Executing campaigns based on the object data
The final step is now to execute a campaign based on the object data. In order to do this I first created a custom attribute context in SPRO->CRM->Marketing->Marketing Planning and Campaign Management->Personalized Mail->Maintain Attribute Contexts for Mail Forms. For the prove of concept I simply added all fields of the structure CRM_ISU_TEC_CO to the context.
Next I created a custom implementation of the BAdI CRM_IM_ADD_DATA_BADI (#10815549 – Pastie):
In this BAdI implementation a select to the CDS view is performed for each of the business partners and some attribute values are filled based on the resulting data. Again, note that this is only a proof of concept. The implementation should in this form not be used in productive scenarios as e.g. no buffering is performed.
With the custom attribute context and the BAdI in place I executed a simple campaign with file export using the target group shown above.
The following screen shot shows details of the resulting file export. In this screen shot the main feature of object based segmentation is visible. For one business partner several entries are present in the result file, one for each technical object.
In summary it is possible to overcome the limitation for object bases segmentation in a utilities scenario with just one CDS view and and a few lines of code. Consequently, this approach should simplify the adoption of SAP CRM Marketing in the utilities context.
Great blog, Christian!
In automotive industry we use read program based infosets to accomplish the same. E.g. to segment vehicles (which are individual objects) based on their attributes. Believe me, there are plenty of people/companies who own many cars with same attributes (for example, model year or color). In this case we create complex joins in this read program (for example,joining z-attribute set type table, comm_product, comm_il_prdbp etc.), select desired individual objects (e.g. vehicles) and provide all appropriate fields back to the infoset structure (GUIDs, relationship type, product family and attributes).
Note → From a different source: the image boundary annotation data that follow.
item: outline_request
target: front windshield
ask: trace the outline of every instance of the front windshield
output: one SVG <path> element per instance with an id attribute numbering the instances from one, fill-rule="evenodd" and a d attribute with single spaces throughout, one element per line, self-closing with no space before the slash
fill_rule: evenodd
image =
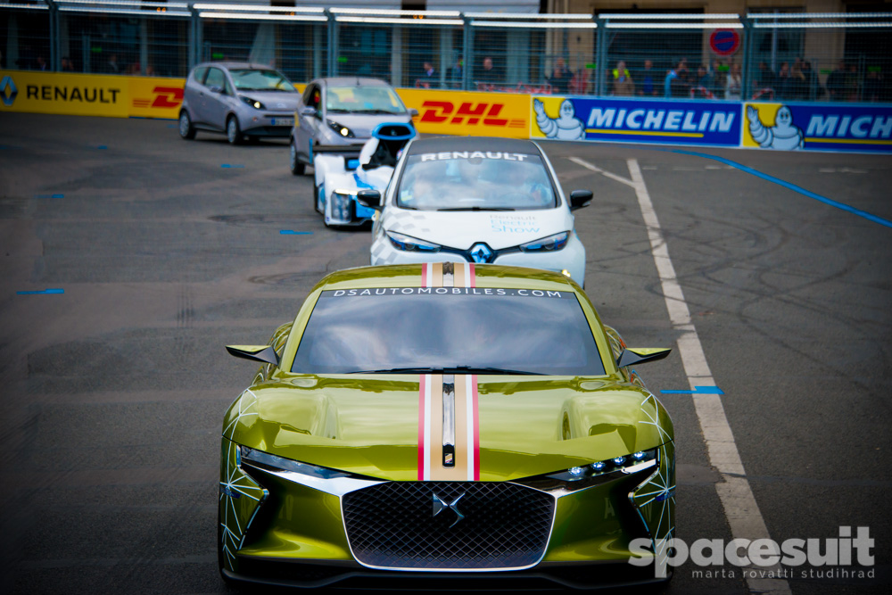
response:
<path id="1" fill-rule="evenodd" d="M 406 107 L 387 87 L 329 87 L 326 110 L 334 113 L 405 113 Z"/>
<path id="2" fill-rule="evenodd" d="M 285 75 L 276 70 L 229 70 L 235 88 L 239 91 L 287 91 L 297 93 Z"/>
<path id="3" fill-rule="evenodd" d="M 293 372 L 600 376 L 572 291 L 389 287 L 322 292 Z"/>
<path id="4" fill-rule="evenodd" d="M 538 155 L 448 151 L 410 155 L 398 205 L 419 211 L 521 211 L 557 206 Z"/>

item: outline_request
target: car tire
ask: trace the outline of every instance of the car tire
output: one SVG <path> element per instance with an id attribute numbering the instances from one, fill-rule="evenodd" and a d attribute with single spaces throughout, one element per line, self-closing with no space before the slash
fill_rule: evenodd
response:
<path id="1" fill-rule="evenodd" d="M 291 143 L 288 144 L 288 146 L 289 146 L 288 153 L 291 153 L 290 157 L 291 173 L 292 175 L 294 176 L 302 176 L 303 169 L 306 168 L 306 166 L 301 162 L 301 160 L 297 158 L 297 146 L 295 146 L 294 145 L 293 138 L 291 139 Z M 313 194 L 313 201 L 314 202 L 316 201 L 316 194 Z"/>
<path id="2" fill-rule="evenodd" d="M 226 138 L 229 145 L 242 144 L 242 128 L 238 125 L 238 118 L 229 116 L 226 120 Z"/>
<path id="3" fill-rule="evenodd" d="M 189 112 L 186 110 L 181 110 L 179 112 L 179 136 L 185 140 L 192 140 L 195 137 L 195 127 L 192 125 L 192 118 L 189 118 Z"/>
<path id="4" fill-rule="evenodd" d="M 316 209 L 316 212 L 323 217 L 326 216 L 326 186 L 324 184 L 313 188 L 313 208 Z"/>

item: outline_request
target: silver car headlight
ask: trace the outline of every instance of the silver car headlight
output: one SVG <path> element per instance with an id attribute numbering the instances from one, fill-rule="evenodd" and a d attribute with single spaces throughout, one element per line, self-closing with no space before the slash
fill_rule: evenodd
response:
<path id="1" fill-rule="evenodd" d="M 389 239 L 391 244 L 392 244 L 397 249 L 407 252 L 438 252 L 442 247 L 437 244 L 425 242 L 424 240 L 419 240 L 418 238 L 412 237 L 411 236 L 398 234 L 395 231 L 388 231 L 387 239 Z"/>
<path id="2" fill-rule="evenodd" d="M 570 240 L 570 232 L 562 231 L 554 236 L 543 237 L 541 240 L 527 242 L 520 245 L 520 251 L 524 252 L 553 252 L 562 250 Z"/>
<path id="3" fill-rule="evenodd" d="M 267 109 L 266 105 L 257 101 L 256 99 L 252 99 L 251 97 L 245 97 L 244 95 L 239 95 L 238 98 L 241 99 L 245 103 L 247 103 L 248 105 L 250 105 L 251 107 L 254 108 L 255 110 Z"/>
<path id="4" fill-rule="evenodd" d="M 332 130 L 338 133 L 344 138 L 354 138 L 353 131 L 348 128 L 346 126 L 341 126 L 334 120 L 326 120 L 326 122 L 328 123 L 328 128 L 330 128 Z"/>

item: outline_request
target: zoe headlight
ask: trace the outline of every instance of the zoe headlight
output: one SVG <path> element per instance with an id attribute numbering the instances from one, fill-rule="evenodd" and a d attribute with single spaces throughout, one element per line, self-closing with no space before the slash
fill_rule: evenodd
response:
<path id="1" fill-rule="evenodd" d="M 440 245 L 425 242 L 410 236 L 403 236 L 395 231 L 388 231 L 387 238 L 394 246 L 407 252 L 438 252 Z"/>
<path id="2" fill-rule="evenodd" d="M 252 99 L 251 97 L 245 97 L 244 95 L 239 95 L 238 97 L 243 102 L 254 108 L 255 110 L 265 110 L 267 106 L 257 101 L 256 99 Z"/>
<path id="3" fill-rule="evenodd" d="M 340 136 L 343 136 L 344 138 L 353 138 L 354 137 L 353 136 L 353 131 L 351 130 L 350 128 L 348 128 L 346 126 L 341 126 L 340 124 L 338 124 L 337 122 L 335 122 L 334 120 L 326 120 L 326 121 L 328 123 L 328 128 L 330 128 L 332 130 L 334 130 L 334 132 L 338 133 Z"/>
<path id="4" fill-rule="evenodd" d="M 548 237 L 543 237 L 541 240 L 522 244 L 520 245 L 520 251 L 524 252 L 553 252 L 557 250 L 564 248 L 569 239 L 570 232 L 562 231 L 559 234 L 549 236 Z"/>

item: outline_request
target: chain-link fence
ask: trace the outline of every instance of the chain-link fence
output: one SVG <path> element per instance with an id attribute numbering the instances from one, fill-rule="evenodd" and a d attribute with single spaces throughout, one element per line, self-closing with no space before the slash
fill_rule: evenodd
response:
<path id="1" fill-rule="evenodd" d="M 369 76 L 396 87 L 540 95 L 890 102 L 890 45 L 888 12 L 0 3 L 7 69 L 182 77 L 198 62 L 236 60 L 298 82 Z"/>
But CDS definitely is a way better to model such complex infosets for segmentation! Thanks again. Need to try it!
thank you for this blog, using CDS is indeed a new approach.
For a customer we've implemented a solution using a remote InfoSet to perform the segmentation. From CRM we're calling an InfoSet in ERP (here: IS-U), which is based on a program (custom code) - most probably similar to the comment above, but for the Utilities industry.
The logic in this custom code is too complex to be expressed in a CDS view. The resulting query is optimized for performance and supports selection options.
This implementation gives the marketeer access to a lot of additional fields, which wouldn't be available in the standard, e.g. segmentation based on the Tariff Type.
So for the end user this solution is quite powerful and convenient.
This blog post is wonderful! In my opinion you're the perfect candidate to post improvement ideas on http://influence.sap.com/SAPforUtilities. Did you give it a look already?
Somehow I missed the current improvement round for SAP for Utilities. Thought I had registered already.... Will definitely have a look now and see if I can add something.
As I read your article about utilities process framework calling in background and had some things to point out - here I am really impressed :-). Finally someone with creative idea - I am going to test it myself, but really good job!